6. The method for generating Chinese co-emotion replies based on UniLM model and Copy mechanism as claimed in claim 2, wherein step 7 specifically comprises: and (3) evaluating the co-emotion replies generated in the step (6) through evaluation standards such as confusion, automatically putting the expected co-emotion replies and user input into the corpus in the step (1) for iterative training, enhancing training data, and obtaining an updated and optimized co-emotion reply generation model.

7. A chinese co-emotion reply generation system based on the generation method of any one of claims 1 to 6, comprising:

the detail copying module is used for copying emotion keywords and complex event details in the source sequence into output;

and the co-emotion reply generation model module is used for evaluating the output co-emotion replies by using evaluation standards such as confusion, and putting expected replies and user statements into the original training corpus to perform compound automatic iterative training so as to obtain a further updated and optimized co-emotion reply generation model.

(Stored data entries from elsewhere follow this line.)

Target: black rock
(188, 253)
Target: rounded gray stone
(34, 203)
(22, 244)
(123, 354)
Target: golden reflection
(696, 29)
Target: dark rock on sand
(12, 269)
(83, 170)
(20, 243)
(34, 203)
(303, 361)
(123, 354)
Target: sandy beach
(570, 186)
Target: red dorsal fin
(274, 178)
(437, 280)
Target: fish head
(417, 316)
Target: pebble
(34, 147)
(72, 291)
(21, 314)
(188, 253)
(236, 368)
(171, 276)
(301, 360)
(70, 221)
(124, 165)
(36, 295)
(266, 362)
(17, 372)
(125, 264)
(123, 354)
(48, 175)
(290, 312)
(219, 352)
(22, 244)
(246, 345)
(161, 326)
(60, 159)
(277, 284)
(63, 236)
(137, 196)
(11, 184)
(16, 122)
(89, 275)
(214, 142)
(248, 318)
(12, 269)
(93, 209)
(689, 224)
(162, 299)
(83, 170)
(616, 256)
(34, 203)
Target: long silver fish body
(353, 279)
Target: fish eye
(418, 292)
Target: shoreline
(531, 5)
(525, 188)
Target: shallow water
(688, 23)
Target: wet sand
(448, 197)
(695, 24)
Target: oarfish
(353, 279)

8. A computer device comprising a memory and a processor, the memory storing a computer program which, when executed by the processor, causes the processor to perform the steps of the method of improving pedestrian detection of a YOLOv4 network according to any one of claims 1-5.

9. A computer readable storage medium storing a computer program which, when executed by a processor, causes the processor to perform the steps of the improved method of pedestrian detection in a YOLOv4 network according to any one of claims 1-5.

10. An information data processing terminal for realizing the pedestrian detection system of the improved YOLOv4 network according to claim 1.